When I first starting growing flowers, sweet peas were high up on the list of things that I wanted to grow. I couldn’t help it really, there was so much hype surrounding them. I had heard that they had an enchanting fragrance, and of course, the actual blooms looked so feminine and delicate – two things which I certainly am not. Regardless, I had done enough research to know that they wouldn’t be happy trying to grow and bloom in my hot climate during the summer. The solution was to get a jump start on the season as soon as possible. I had marginal success with the winter sowing method, but it wasn’t until I started the sweet peas in the fall and allowed them to overwinter was I finally able to get the results that I wanted for cut flowers.
I begin the process of growing sweet peas at the end of September. Here in my garden, I’ll need to protect the sweet peas in the unheated hoop house to have the best rate of overwintering. I’ve left the peas unprotected in the yard before, but they didn’t get as tall as I would have liked, and I ended up losing about 50% of the plants. Here in Kentucky (zone 6b/7), our winters can be pretty cold (down to about -4F) and unpredictable. By growing these beauties in the hoop house, I’m able to have more control.
When time to plant arrives, the first thing I do is grab a couple of old flower vases or jars and fill them with room temperature tap water. Next, I place the seeds into the water allow them to soak overnight. Since the seeds are rather hard, this soak seems to help them “wake up” and be more ready to begin growing when I actually direct sow them into the garden bed.
It’s certainly not glamorous, but I use this small cultivator to prepare my garden beds. It works well enough because I’m able to dig a garden bed that is nice and deep. When it comes to growing sweet peas, I want to make sure that the soil is loose to a depth of at least one foot. This helps the seedling to grow and create an expansive root system. This is especially important in my heavy clay soil. While it is possible to start the seeds first and then transplant them into the garden, I personally prefer to direct sow them. As I’ve already mentioned, the long roots really don’t seem to like being disturbed. While I’ve seen people use root trainers – those can be pretty expensive. For a cheaper solution, consider starting the sweet pea seeds in a deep two-litre soda bottle instead.

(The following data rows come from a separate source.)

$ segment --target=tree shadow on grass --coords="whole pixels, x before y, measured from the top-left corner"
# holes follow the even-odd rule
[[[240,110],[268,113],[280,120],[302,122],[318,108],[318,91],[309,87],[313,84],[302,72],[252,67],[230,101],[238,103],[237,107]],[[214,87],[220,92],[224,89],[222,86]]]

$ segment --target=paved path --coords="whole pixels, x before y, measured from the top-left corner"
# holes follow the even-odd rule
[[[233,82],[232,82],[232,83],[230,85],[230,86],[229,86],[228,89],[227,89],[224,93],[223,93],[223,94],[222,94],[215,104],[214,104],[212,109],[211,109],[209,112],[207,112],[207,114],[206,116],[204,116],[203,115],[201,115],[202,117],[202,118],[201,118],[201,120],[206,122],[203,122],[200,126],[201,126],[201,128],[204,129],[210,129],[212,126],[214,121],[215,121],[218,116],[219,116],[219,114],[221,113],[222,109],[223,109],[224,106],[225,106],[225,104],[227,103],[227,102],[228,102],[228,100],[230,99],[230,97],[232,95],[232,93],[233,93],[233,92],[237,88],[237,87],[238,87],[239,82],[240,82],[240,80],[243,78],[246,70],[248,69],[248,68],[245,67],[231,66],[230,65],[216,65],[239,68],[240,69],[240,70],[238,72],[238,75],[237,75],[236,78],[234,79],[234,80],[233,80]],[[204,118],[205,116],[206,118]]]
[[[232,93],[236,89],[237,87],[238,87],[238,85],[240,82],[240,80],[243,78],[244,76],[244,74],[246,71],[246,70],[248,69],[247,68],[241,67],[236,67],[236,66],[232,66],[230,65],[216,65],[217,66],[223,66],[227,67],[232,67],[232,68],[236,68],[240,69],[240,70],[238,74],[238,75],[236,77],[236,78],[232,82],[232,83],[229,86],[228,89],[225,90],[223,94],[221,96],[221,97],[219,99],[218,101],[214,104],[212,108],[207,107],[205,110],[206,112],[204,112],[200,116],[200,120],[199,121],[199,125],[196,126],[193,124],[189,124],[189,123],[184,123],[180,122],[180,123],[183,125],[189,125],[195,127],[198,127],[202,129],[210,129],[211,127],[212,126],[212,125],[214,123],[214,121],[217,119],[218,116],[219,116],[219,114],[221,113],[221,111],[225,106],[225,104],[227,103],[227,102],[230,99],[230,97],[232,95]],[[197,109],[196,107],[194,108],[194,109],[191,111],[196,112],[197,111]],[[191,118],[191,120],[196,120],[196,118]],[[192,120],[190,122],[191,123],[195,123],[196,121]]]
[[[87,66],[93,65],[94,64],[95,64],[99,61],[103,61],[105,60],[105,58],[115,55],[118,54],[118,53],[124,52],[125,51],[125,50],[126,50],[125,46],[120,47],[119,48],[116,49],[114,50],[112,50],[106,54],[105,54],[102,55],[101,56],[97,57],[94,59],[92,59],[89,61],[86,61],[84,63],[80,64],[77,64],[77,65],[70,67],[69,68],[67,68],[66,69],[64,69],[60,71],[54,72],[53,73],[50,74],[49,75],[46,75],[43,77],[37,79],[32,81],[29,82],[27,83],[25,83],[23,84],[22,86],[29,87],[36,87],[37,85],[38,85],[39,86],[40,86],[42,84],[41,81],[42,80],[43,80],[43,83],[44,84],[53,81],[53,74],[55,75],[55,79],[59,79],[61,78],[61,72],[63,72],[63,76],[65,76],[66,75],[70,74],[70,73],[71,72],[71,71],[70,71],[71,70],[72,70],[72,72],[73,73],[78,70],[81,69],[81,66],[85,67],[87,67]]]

As you can see, I’ve got quite a deep trench dug out. In addition to working the soil deeply, I also created a mound for planting. I’ve never done this before, but I can’t help but think that it will be even more beneficial for the plants. It will definitely be interesting to see how this will play out during the growing season.
This season, I’m being extra organized. I’m definitely known to recklessly throw seeds into the ground without much attention to detail. This time, you’ll notice that I went to the effort to label everything. If the “garden marker” that I used holds up, I may be able to know exactly which varieties are which next year! That will be the first time that that has ever happened. Maybe I am a good gardener after all!
Now that the sweet pea seeds are planted, the only thing left to do is wait. The seedlings should start to poke through the soil in about a week. As they get a little larger, I’ll likely be adding a layer of mulch to keep the weeds down while growing through the winter. Hopefully, the flowers in the spring will be really beautiful. Thank you so much for reading! I hope you’re having a wonderful day!
2 thoughts on “Direct Sowing Sweet Peas into the Fall Garden”
Question…were you successful winter sowing these? I just got in my sweet pea seed order and wondering if that is the best route for me…I’m same zone as you 6b/7a. Charts say 6b but climate change shows me 7a every year…🙁
If you’re going to protect them through winter, it might not be too late. If winter sowing, make sure to use a deep container like a 2 litre bottle. Also, don’t soak the seed when winter sowing or they’ll rot. Good luck!